Il ne me restait plus qu’à attendre qu’elle sorte de son travail pour sa pause déjeuner, qu’elle allait sans doute partager avec son amant, et comme mon client ne supportait pas l’idée de les imaginer batifoler dans l’au-delà, il avait donc décidé que, seule elle mourrait. Peu après midi j’aperçus enfin ma cible sortir du bâtiment avec une des collègues, arborant le même sourire que sur les clichés que son mari m’avait fournis. Elle ne se doutait pas que, dans quelques secondes, son expression serait figée jamais. Mon doigt se dirigeait lentement vers la détente alors que le canon de mon fusil pointait dans sa direction, et je pris une longue inspiration avant de tirer.
La mère de famille fût touchée en plein cœur sans même réaliser ce qui lui arrivait et s’effondra instantanément sur le sol, devant les yeux horrifiés de son amie. Je profitais de l’affolement général autour d’elle pour déserter les lieux et rejoindre ma moto que j’avais garé un peu plus loin. Il me fallait maintenant changer les plaques d’immatriculation de mon véhicule, me débarrasser de l’arme en la jetant dans le lac le plus proche, avant de disparaitre de la région, voir du pays. Comme cela, lorsque la police repêchera le fusil après son séjour dans l’eau, les éventuelles empreintes laissées dessus ne seront plus exploitables. Je pris mon téléphone portable pré payé pour appeler mon client et lui signifier que le travail avait été effectué, je lui transmis le numéro de compte sur lequel je souhaitais que la somme soit transférée et le tour était joué. Avec ce paiement, j’avais enfin accumulé assez d’argent pour pouvoir changer de vie et oublier mon passé de bourreau, métier qui, au début était très lucratif et me permettait de voyager partout dans le monde, mais, qui avec le temps, sans que j’y fasse attention, avait laissé un goût amer dans ma bouche et un sentiment croissant de solitude. Cette profession ne me permettait pas de m’attacher à qui que ce soit, ni d’envisager des projets d’avenir, et me forçait à changer d’habitation constamment, m’empêchant de me sentir chez moi où que ce soit. Bref, une vie entière à être sur le qui-vive, à regarder derrière mon épaule en permanence, avec la crainte de passer du rôle de chasseur à celui de proie au moindre faux pas. Ce contrat exécuté était mon dernier car j’avais décidé, qu’après celui-ci, je changerais mon fusil d’épaule.
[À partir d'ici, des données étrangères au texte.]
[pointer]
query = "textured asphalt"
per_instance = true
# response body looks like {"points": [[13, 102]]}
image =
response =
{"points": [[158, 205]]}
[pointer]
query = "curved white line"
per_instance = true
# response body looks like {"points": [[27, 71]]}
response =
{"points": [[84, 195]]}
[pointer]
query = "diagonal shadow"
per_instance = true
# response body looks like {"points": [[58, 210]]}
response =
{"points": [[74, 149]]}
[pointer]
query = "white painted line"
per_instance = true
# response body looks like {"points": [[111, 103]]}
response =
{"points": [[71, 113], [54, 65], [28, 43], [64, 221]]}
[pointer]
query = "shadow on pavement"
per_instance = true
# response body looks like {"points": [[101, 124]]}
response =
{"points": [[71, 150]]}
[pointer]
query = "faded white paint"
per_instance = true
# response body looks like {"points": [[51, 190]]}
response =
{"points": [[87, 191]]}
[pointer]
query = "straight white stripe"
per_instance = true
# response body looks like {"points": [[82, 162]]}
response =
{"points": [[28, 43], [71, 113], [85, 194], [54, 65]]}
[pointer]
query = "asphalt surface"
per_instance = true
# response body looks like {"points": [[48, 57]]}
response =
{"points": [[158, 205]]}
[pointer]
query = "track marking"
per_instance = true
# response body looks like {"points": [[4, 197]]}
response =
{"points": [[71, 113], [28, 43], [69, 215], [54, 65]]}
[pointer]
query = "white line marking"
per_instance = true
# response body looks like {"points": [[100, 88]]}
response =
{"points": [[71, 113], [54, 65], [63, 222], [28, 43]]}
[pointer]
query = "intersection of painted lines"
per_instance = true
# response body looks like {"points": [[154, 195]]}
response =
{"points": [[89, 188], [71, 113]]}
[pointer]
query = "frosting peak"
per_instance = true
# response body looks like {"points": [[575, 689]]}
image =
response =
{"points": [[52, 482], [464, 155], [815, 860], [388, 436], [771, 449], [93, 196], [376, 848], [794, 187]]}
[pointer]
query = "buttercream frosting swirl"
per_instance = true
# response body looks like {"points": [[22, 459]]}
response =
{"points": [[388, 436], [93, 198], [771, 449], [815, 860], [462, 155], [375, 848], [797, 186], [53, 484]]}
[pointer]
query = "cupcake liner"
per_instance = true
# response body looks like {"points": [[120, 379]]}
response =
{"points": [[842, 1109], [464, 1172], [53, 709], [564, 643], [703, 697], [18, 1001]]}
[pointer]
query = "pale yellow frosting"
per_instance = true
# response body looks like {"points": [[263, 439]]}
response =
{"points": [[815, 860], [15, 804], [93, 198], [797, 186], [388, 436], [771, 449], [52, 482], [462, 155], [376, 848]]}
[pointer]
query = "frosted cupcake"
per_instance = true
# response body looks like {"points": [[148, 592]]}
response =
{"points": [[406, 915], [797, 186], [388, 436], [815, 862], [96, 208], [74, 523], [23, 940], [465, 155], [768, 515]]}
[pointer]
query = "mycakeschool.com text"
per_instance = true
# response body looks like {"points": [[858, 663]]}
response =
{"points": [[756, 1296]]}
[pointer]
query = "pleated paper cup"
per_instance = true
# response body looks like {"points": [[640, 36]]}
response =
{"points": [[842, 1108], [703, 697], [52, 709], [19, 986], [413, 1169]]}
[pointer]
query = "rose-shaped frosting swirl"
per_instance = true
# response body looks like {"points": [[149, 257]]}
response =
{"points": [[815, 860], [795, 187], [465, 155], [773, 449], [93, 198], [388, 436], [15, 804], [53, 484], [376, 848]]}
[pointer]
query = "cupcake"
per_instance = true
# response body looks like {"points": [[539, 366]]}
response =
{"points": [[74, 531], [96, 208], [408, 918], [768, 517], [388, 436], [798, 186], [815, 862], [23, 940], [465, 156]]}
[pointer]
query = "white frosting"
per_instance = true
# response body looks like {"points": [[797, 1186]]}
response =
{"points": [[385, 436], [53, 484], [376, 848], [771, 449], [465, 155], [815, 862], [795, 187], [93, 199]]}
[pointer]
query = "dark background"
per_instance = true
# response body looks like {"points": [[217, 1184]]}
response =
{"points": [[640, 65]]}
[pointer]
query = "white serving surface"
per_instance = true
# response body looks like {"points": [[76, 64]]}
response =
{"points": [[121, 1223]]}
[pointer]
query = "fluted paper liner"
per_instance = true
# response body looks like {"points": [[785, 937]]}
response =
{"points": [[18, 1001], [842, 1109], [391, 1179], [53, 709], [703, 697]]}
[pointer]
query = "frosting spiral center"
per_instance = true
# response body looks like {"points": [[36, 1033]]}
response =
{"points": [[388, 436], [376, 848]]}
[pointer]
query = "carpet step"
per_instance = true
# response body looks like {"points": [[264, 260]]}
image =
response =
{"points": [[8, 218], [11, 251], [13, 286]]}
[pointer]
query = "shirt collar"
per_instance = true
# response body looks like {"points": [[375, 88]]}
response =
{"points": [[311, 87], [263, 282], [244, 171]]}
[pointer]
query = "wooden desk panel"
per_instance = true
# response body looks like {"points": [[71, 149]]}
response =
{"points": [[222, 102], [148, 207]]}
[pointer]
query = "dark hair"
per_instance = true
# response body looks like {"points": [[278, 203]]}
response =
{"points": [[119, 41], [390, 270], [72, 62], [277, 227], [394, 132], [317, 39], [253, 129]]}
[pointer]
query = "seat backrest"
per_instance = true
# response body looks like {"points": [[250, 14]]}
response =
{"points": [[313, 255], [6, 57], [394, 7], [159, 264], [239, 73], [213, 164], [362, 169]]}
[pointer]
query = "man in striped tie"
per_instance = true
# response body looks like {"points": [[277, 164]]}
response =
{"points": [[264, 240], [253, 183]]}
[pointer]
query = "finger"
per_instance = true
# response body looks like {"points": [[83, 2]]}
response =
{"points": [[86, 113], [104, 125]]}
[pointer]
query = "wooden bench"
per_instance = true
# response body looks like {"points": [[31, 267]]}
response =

Quelques mois plus tard, je m’étais installé sur une île où j’avais ouvert un bar à cocktail et où j’organisais des cours de plongée pour les touristes. Maintenant, quand des plongeurs inexpérimentés ne m’écoutaient pas, je les fusillais du regard, c’était la seule arme que j’utilisais encore aujourd’hui et celle-ci était particulièrement dissuasive.